My main struggle with my paperwork is that all my stockists carry out their paperwork differently. Some ask you to invoice them, others don't, some pay after one month, others after two, some even pay at the end of the exhibition period. Also, every gallery's codes work differently. Sometimes they'll inform me that a piece has sold but they only have it listed in their codes, so I have no idea what has and hasn't sold until the unsold work is delivered back to me at the end of the exhibition period. This has caused many a mix up in the past but I haven't quite worked out a way to rectify it yet. It's something to work on at least!

Last year I bought Angie Boothroyd's book Setting Up a Successful Jewellery Business (see The Design Trust's review of the book here). It may seem an odd read for someone who has been in business for 9 years but this book is great for new starts as well as people who have been in business for years like myself. There is always something you won't have thought of or a better way to do something, so I never write off set up guides or any kind of business advice.

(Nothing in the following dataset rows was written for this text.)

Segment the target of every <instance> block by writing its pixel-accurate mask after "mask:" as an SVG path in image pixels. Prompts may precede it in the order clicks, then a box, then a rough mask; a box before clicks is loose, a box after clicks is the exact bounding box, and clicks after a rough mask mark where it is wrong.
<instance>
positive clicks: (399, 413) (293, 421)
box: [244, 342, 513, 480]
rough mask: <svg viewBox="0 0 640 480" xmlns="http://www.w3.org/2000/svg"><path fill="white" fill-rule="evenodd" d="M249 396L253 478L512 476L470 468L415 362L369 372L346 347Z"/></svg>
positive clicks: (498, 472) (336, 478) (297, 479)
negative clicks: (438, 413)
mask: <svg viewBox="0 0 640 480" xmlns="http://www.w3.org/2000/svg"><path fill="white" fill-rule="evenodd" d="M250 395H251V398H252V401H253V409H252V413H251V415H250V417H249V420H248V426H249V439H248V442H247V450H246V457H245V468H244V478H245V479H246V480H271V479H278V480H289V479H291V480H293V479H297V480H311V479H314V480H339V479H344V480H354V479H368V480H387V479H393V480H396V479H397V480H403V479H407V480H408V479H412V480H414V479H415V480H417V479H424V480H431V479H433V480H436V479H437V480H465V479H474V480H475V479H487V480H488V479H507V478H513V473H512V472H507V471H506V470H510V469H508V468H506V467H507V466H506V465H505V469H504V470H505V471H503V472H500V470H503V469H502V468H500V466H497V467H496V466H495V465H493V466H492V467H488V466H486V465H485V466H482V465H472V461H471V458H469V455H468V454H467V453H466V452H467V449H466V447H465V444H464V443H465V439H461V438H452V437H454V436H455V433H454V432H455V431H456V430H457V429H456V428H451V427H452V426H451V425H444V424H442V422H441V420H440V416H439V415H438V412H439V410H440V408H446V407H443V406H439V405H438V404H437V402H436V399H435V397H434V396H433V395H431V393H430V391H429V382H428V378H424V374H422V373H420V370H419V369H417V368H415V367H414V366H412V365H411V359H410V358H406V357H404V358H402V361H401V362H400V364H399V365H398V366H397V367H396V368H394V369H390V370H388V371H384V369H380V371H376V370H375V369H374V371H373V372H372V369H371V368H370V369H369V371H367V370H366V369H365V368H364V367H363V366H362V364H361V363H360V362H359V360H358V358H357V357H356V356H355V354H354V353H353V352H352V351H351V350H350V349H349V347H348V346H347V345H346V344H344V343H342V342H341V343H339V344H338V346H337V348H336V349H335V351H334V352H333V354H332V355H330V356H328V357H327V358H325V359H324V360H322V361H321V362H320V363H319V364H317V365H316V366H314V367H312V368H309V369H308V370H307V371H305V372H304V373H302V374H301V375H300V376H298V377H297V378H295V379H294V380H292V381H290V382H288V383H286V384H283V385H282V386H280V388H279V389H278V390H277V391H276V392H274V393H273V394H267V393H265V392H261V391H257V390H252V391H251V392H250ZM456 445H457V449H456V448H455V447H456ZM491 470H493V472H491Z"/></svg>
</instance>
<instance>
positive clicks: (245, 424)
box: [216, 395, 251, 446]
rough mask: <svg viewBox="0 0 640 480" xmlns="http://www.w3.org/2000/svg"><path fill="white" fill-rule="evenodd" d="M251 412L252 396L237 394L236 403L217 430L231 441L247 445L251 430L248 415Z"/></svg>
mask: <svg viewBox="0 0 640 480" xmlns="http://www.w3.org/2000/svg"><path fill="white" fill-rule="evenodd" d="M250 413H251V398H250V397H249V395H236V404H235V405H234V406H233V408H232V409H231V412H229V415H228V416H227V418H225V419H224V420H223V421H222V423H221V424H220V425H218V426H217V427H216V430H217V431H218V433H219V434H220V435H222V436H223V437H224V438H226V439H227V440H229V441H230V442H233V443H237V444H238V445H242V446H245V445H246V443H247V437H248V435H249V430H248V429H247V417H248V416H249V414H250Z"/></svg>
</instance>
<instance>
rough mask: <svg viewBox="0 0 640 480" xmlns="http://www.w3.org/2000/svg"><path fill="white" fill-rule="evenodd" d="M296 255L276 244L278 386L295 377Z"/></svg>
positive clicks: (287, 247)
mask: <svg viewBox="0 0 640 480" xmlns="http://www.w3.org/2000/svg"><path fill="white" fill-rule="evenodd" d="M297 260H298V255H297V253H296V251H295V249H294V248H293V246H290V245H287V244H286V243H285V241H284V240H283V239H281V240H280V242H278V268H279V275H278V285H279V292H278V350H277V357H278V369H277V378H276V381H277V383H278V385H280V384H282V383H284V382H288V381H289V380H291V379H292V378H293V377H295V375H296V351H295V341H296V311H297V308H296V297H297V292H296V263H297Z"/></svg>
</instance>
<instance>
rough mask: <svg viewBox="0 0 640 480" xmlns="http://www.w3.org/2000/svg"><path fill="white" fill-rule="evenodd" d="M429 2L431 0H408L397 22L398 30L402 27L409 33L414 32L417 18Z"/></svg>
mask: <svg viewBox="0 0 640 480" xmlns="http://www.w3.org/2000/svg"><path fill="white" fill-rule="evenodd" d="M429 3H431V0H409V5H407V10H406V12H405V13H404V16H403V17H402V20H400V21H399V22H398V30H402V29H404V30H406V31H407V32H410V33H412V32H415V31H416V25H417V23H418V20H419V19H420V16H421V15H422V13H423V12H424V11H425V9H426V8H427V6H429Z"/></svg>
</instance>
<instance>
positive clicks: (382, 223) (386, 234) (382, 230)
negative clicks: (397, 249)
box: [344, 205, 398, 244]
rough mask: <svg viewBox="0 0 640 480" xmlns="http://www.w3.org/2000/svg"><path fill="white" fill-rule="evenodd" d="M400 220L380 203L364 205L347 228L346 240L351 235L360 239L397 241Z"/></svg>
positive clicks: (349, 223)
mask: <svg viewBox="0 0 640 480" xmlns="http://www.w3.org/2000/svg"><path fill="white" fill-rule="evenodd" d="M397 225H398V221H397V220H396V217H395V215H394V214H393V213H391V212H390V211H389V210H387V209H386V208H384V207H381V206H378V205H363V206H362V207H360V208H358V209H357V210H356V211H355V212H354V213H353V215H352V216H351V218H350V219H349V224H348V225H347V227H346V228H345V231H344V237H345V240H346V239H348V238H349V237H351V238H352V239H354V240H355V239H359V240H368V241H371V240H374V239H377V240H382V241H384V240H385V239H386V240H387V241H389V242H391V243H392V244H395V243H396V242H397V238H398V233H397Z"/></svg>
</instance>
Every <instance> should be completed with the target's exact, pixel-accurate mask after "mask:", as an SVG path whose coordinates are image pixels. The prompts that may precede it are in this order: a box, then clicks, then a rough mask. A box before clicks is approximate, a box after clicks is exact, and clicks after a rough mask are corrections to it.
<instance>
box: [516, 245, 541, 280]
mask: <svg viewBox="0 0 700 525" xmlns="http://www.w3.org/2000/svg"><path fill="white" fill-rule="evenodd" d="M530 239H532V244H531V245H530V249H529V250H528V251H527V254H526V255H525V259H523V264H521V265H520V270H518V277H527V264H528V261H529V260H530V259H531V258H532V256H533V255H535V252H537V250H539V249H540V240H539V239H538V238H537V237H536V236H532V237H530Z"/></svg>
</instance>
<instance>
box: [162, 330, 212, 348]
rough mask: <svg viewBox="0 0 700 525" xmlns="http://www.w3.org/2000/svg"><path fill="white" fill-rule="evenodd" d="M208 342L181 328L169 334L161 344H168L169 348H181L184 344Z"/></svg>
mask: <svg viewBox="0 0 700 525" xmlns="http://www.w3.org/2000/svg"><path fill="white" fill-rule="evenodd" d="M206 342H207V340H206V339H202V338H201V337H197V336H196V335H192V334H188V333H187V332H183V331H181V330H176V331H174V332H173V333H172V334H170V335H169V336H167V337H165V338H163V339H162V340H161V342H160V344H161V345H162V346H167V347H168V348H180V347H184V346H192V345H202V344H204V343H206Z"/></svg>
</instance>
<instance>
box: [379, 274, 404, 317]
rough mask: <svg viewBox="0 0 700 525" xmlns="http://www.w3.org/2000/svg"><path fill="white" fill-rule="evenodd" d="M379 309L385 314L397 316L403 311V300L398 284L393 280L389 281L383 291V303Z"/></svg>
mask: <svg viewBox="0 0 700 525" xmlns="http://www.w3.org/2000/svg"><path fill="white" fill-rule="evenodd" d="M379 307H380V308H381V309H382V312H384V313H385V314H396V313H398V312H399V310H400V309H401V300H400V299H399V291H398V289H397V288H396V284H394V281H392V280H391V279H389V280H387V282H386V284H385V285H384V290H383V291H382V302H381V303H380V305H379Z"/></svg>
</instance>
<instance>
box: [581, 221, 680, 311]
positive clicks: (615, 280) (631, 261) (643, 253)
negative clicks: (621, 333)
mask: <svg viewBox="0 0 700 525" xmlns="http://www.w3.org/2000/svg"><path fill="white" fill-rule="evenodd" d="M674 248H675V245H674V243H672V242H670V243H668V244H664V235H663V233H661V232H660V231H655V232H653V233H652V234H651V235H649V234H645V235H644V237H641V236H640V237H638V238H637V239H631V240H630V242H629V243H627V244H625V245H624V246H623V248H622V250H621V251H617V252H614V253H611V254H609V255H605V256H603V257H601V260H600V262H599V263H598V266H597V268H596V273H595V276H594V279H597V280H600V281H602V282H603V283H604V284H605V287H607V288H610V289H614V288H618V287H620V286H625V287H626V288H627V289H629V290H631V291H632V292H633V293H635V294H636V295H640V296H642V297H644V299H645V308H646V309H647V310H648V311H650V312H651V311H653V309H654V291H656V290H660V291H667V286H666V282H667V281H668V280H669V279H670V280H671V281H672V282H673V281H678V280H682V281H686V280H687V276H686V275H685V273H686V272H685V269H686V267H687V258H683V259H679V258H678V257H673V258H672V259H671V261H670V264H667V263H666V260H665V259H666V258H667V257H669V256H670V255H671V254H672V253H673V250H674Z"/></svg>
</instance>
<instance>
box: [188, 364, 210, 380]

Recently I have been trying to update my CV and artist's statement but I have been really struggling due to not being able to 'step back' from them. I was offered some help via LinkedIn by Stephanie Webster and I am so grateful to Stephanie for all her ongoing help. It really makes a difference when someone else looks at what you are working on with fresh eyes.

I have also found some great blog posts by illustrator Sue Bulmer that have helped me to work out better ways to do my paperwork, as well as the things I need to put in my terms and conditions and contracts.

It may not be a subject that brings a smile to our faces but it's definitely one that's worth discussing with fellow crafters. If anyone has any tips on how they handle their paperwork please let me know.